Como fotógrafo, siempre he tratado de congraciarme, con la esperanza de que mis temas se encontraran cómodos cuando los fotografié. Con Marilyn, yo no tenía que trabajar muy duro en ello. Su pregunta me había dado una oportunidad. Nunca antes había usado mi incapacidad para adular a un sujeto, pero ahora me tiré al pozo sin saber la profundidad que tenia.

“Yo tenía siete años y vivía en un edificio de apartamentos en Brooklyn que tenía un pozo de desperdicios.

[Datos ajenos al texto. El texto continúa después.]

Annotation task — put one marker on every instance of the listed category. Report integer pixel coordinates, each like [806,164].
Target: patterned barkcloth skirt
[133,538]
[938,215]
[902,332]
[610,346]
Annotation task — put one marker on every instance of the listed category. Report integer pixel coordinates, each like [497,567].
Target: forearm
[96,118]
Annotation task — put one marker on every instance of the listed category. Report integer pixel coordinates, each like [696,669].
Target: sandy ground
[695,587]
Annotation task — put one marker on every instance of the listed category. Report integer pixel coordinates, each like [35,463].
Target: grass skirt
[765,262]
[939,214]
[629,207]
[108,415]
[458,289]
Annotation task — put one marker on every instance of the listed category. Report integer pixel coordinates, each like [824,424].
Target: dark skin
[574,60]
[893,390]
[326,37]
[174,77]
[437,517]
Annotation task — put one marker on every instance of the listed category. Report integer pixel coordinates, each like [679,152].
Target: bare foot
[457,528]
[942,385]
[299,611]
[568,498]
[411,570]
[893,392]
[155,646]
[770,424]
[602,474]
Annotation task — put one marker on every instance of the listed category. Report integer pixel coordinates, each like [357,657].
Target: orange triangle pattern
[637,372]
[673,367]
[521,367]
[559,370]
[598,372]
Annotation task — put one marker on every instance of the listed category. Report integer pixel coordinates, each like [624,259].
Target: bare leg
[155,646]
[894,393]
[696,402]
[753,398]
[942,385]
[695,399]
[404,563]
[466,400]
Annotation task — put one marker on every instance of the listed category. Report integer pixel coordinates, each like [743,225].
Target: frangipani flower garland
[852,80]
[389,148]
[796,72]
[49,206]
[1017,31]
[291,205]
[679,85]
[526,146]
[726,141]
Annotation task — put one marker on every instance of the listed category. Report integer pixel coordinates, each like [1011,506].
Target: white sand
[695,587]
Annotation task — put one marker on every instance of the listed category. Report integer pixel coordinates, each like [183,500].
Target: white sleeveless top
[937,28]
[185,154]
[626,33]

“Yo sé lo que es,” dijo ella, interrumpiendo, como una colegiala al responder a la explicación del profesor. “Yo vivía en Brooklyn por un tiempo con Arthur”, en referencia a su actual marido, el dramaturgo Arthur Miller.

Decidí continuar mi historia, sin saber qué otra cosa hacer. “Fuera de los apartamentos había una pequeña puerta que daba a un eje que es donde tiramos la basura.” Marilyn se quedó en silencio, escuchando. “Mi madre me había pedido que tirara algo, y me fui al pasillo, abrí la puerta y metí la cabeza en el interior por curiosidad. En ese preciso momento, alguien en el piso de arriba estaba lanzando un paraguas por el hueco. Me golpeó en el ojo. La siguiente cosa que supe, mi madre estaba gritando y mi tío me llevaba. No perdí el ojo, pero perdí la mayor parte de mi vista “.

La actitud de Marilyn parecía cambiar. Sus labios se abrieron, y vi cómo eran perfectos sus dientes. Sus ojos se hicieron más cálidos. Fue una reacción extraña, y yo no lo entendí. Pasarían muchos años antes de que me diera cuenta de que algunas de las preguntas de la vida simplemente no tienen respuestas.

“Oh, Dios mío”, dijo ella, su voz una octava más baja que lo que había sido un minuto antes. “Esa es una historia tan trágica!”

“No es tan malo”, le dije.
“Pero debe haber cambiado,” dijo ella. “Algo así te cambia.”

“Bueno”, le contesté, “cambió la forma en que mis padres me vieron. Siempre estaban preocupados de que podría perder el otro ojo “.

En ese momento el publicista llamó a la puerta del camerino para decirme que Marilyn estaba a punto de salir para el día y que podría volver mañana para continuar con mi disparo.
“Está bien”, le dije. Y me volví a Marilyn. “Nos vemos mañana.”

“Sí, mañana,” dijo ella, “Mr. Wolf “.

El acuerdo para la compra de las fotos junto a la piscina de Marilyn con Playboy se concluyó en septiembre de 1962, pero Hefner, no queriendo explotar las circunstancias de la muerte de Marilyn, decidió no publicarlas inmediatamente. Esperó a que el número de enero de 1964, que apareció a finales de noviembre de 1963, la semana del asesinato del presidente Kennedy.